Searching for the third path, Richter and Polke neither romanticized a free market nor endorsed the Communist doctrine, and between these two opposing ideological categories, the short-lived artistic collaboration, Kapitalistischer Realismus, was born. Translated as Capitalist Realism, the term was coined in May 1963 when Richter, Polke, and classmate Konrad Fischer held an exhibit in an emptied butcher shop at Kaiserstrasse 31A, Düsseldorf (Klaasmeyer 56). The press release for the show, signed by Richter on behalf of all the included artists, explained their radical aims:

For the first time in Germany, [this show] will include works that may be described as Pop Art, Imperialist or Capitalist Realism, New Sobriety, Naturalism, German Pop, and the like. Pop Art recognizes the modern mass media as a genuine cultural phenomenon...Thus it is changing the face of modern painting, heralding an aesthetic revolution. (Quoted in Hentschel 42)

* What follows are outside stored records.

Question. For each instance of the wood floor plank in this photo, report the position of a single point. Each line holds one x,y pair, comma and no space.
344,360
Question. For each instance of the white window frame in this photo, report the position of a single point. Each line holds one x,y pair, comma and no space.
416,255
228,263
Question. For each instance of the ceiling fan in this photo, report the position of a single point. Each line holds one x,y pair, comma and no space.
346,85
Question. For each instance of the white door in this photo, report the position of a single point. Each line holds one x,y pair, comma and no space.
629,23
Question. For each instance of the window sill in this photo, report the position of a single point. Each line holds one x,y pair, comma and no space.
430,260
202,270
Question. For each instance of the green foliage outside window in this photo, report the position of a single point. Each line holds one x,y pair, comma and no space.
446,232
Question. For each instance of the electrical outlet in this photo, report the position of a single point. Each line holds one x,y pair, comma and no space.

It so happens that each of the art movements listed on the press release was borrowed from a 1963 article in Art International, except for “Capitalist Realism.” This art lingo was additionally used for the invitations, each one slightly different than the next, but always showcasing these phrases prominently around the border in a spiral design (Klaasmeyer 56). Given that it was the only original phrase created by the artists themselves, “Capitalist Realism” has been given greater importance than the others. A pun derived from “Socialist Realism,” it nodded to Polke and Richter's upbringing in the GDR. However, the word symmetry, replacing “Socialist” with “Capitalist,” also stressed the theoretical similarities between these two world views (Storr 34), while reminding invitation recipients of the ongoing cultural tug-of-war taking place on German soil.

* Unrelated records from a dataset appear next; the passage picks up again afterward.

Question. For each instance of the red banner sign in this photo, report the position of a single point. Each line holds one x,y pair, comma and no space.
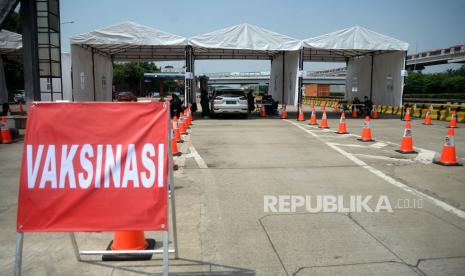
94,167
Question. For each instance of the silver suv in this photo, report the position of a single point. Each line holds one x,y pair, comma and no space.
229,101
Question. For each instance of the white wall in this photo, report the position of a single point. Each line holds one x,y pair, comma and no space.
83,86
291,79
358,78
66,76
291,64
387,81
275,87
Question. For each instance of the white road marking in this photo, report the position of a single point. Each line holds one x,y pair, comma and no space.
388,179
380,157
200,162
425,156
378,145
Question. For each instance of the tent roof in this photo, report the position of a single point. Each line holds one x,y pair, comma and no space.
243,41
10,42
131,41
348,43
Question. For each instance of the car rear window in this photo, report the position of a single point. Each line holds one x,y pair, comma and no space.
230,93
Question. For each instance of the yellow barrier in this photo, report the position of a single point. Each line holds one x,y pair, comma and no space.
443,114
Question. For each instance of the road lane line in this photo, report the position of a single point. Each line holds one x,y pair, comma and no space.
380,157
425,156
388,179
200,162
378,145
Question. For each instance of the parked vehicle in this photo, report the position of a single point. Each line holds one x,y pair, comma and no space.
19,97
229,101
126,97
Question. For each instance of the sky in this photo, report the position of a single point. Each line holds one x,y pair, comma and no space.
424,24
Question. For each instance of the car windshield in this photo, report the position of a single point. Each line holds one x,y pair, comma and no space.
230,93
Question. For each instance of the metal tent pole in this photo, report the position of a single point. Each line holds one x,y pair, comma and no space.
371,78
402,89
93,74
300,81
19,253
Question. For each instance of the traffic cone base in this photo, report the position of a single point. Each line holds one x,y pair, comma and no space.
366,131
450,153
130,257
174,148
406,152
366,140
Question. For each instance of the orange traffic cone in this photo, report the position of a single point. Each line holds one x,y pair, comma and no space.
374,113
448,155
453,120
301,114
184,121
177,134
283,112
406,145
174,145
129,240
182,125
5,133
354,112
427,120
342,129
407,115
366,131
324,121
262,111
313,121
191,118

While the artists only used the label on four separate occasions, gallerist Rene Block adopted the term, publishing a small portfolio of print work, Grafik des Kapitalistischen Realismus. Naturally, the collection included the work of Richter and Polke, but Block, with his political agenda, expanded the original group of participating artists (Klaasmeyer iii). In the introduction, “My Last Word,” he interpreted the Capitalist Realism label not as the opposite of Socialist Realism but as denoting an artistic expression born out of a Capitalist environment, which, “had it taken its 'partisanship' for the masses seriously,” would have at some point merged with its Socialist counterpart (Egging 16). Block blamed the eventual demise of the movement on the fact that the founding artists abandoned their commitment to socially-motivated art-making practices.

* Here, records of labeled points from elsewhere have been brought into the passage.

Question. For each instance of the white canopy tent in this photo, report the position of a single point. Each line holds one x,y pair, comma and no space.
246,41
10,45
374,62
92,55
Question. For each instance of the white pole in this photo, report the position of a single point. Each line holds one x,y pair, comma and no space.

“Every word, every line, every thought is prompted by the age we live in, with all its circumstances, its ties, its efforts, its past, and present,” wrote Richter in his 1962 notes (reprinted in Elger & Obrist 14). Both the past and the present were certainly reflected in the early art of these prolific painters, but so too was hope for the future. Like neither the decidedly decorative art of the American Pop movement nor the highly-regulated 1950s Socialist Realist murals, their art contained a decipherable political message that was other than a State-promoted agenda. It cleverly implied certain societal flaws, present in the Capitalist FRG, but often overlooked given the supposed Wirtschaftswünder. Influenced by the political spirit of Benjamin's text, these men repeatedly acknowledged the power of art, theirs included, to manipulate public opinion, referring to its abuse by leaders of both the Nazi and Communist parties. With the well-regulated bipartisan government of West Germany, however, these particular governmental systems were no longer serious threats, but the implications of Benjamin's essay, with its either-Fascism-or-Communism prescription to art-making, remained. By melding pop culture with art, as was recommended by the philosopher thirty years earlier, the new generation of artists was able, instead, to create a movement that put its influence toward a liberal message of German unification, promoted under the SDP. Suggesting that concessions ought to be made to reach an ideal economic and social climate, Richter and Polke aimed for their homeland not to copy the American or Soviet way of life but to take the third path, birthing a new German government that would blend the best of both worlds. As was suggested by gallerist Rene Block, here may be the true idea behind Capitalist Realism—an artistic attempt to merge the Capitalism of the West and the Communism of the East, tearing down the wall imposed on Germany as a part of a larger cultural struggle between two distant superpowers.